There was also Harlem, but for traditionalists, Greenwich Village was the place. My mother lived upstairs from the Pied Piper during WWII, and she also went to Cafe Society. Frequenting the Pied Piper, she became close friends with James P. Johnson, Willie the Lion Smith, Wilbur and Sidney De Paris, Max Kaminsky, and she and her fellow young nurses even held rent parties in their apartment, with either Johnson or Smith at the battered upright piano. That's right, it wasn't only in Harlem. She also knew Fats Waller, and once bought a drink for Billie Holiday, who liked babies and held my oldest brother on her lap between sets. Also not a bad era.
I was gobsmacked by this pictorial reminder of how lucky jazz lovers were half a century ago, this however took the cake: "EVERY MON. Nite IN JUNE JAM SESSION HOSTED BY ART BLAKEY" .
In the comments to the first post, I saw you mention that "post-bop" isn't really a term the musicians use, which I found surprising somehow. The other generic "all of this being played today that isn't free jazz" term I use is "straight ahead" - do actual musicians use that one? I've also seen critics write "mainstream," sometimes "modern mainstream" but those feel more like words musicians wouldn't use.
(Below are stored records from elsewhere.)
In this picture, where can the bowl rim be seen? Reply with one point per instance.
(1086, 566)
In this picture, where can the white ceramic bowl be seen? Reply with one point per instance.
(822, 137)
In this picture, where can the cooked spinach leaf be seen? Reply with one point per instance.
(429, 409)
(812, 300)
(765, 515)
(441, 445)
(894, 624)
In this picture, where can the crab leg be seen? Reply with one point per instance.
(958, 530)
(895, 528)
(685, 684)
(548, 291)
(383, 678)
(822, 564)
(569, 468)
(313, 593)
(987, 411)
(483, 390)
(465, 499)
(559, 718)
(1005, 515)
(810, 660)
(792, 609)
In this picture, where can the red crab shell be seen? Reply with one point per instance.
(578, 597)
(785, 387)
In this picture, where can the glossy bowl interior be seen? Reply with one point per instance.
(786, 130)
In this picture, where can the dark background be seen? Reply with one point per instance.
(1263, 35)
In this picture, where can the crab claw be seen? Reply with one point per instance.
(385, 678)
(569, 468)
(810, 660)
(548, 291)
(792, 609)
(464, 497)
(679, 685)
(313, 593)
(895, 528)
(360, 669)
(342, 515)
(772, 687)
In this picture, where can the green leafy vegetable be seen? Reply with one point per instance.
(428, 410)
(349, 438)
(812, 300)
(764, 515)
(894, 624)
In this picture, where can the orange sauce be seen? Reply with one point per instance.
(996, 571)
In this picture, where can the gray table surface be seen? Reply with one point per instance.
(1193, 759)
The utility of "post-bop" to me conceptually is making the point that in many ways the music (mostly) still functions like bebop, or at least more like bebop than it does like New Orleans trad, big band swing, the various approaches of free jazz, etc. Small group, song forms, head - lots of solos - head, etc., but with a broader spectrum of materials poured into that bucket. Of course it's a huge bucket that doesn't tell you a lot about what a specific performance will sound like. When I encounter modern [whatever] that seems to me to be in the spirit of what you describe as the Slugs' scene, I tend to mentally shorthand it as "Joe Henderson quartet" music.
Sidebar, in your experience do musicians hit on the significance of "hard bop" vs. "bebop"? And what of "cool"? To me I basically think of it all as bebop ... I recognize there were critical volleys about this at the time, and probably sociological significance, but looking back and focused on the sound, the borders are pretty murky to me outside of maybe a few definitive records.
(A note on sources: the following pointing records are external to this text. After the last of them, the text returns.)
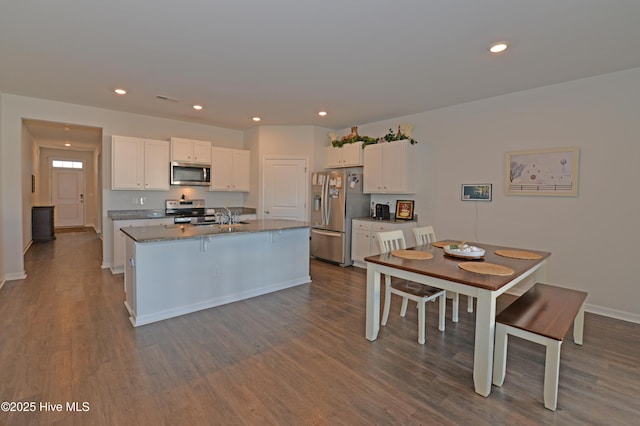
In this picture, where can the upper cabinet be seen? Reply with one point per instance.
(190, 151)
(139, 163)
(389, 168)
(349, 155)
(230, 169)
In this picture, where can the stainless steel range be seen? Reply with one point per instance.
(190, 211)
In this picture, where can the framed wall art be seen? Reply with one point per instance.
(476, 192)
(542, 172)
(404, 210)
we definitely use "straight ahead." But the music covered in my article is not straight ahead, it is too experimental. I read somewhere that Stanley Dance came up with "mainstream." While I don't think I heard a musician use mainstream, it's not a bad word, at least I know what it means.
I hear bebop more than hard bop in rehearsals, but that's also because hard bop is a rare reference these days. Hard bop really requires the blues, gospel, and the shuffle.
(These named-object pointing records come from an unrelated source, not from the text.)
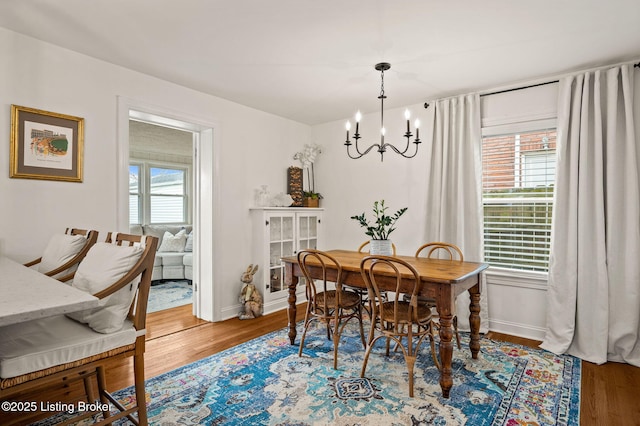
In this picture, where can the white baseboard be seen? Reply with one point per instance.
(515, 329)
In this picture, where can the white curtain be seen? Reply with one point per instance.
(454, 188)
(594, 274)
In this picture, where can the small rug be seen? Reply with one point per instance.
(169, 295)
(264, 382)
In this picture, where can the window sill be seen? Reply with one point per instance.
(517, 278)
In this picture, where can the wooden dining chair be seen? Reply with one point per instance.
(397, 320)
(64, 252)
(453, 253)
(362, 292)
(327, 301)
(39, 358)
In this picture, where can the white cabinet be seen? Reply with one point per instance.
(280, 232)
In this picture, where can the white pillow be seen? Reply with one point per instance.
(188, 247)
(173, 243)
(60, 249)
(104, 265)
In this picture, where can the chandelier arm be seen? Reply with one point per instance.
(361, 154)
(397, 151)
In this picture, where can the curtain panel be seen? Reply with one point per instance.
(454, 188)
(594, 274)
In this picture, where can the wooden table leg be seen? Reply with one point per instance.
(446, 345)
(474, 320)
(291, 281)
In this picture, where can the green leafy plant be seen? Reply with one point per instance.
(309, 194)
(384, 225)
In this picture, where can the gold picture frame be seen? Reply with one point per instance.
(46, 145)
Interestingly Lee Konitz didn't like the word "cool" for his jazz, although I personally would say he was cool. Of course he was a Tristanoite first, but he fit in with Chet Baker and Gerry Mulligan like a glove. There's less blues and absolutely no gospel in cool jazz, it can be contrapuntal and harmonically complex. And it is Caucasian, of course lol
Just fabulous. Thanks for saving this history. In the 70s the Smiling Dog Saloon in Cleveland had big acts like some of these from Tuesdays to Sundays too. Glad I caught some of them.
Hi Ethan, great to see these. Can we see the relevant years? Some show the days of the week, but unless we still have our diaries…
I don't know how to fix that, Steve has what he has.
The first handbill (with Charles Mingus playing Tuesday Dec 16 - Sunday Dec 21) is from 1969. I deduced this from looking at a website where you can display old calendars.
https://www.generalblue.com/yearly-calendar/c/1969
The others can probably be researched the same way.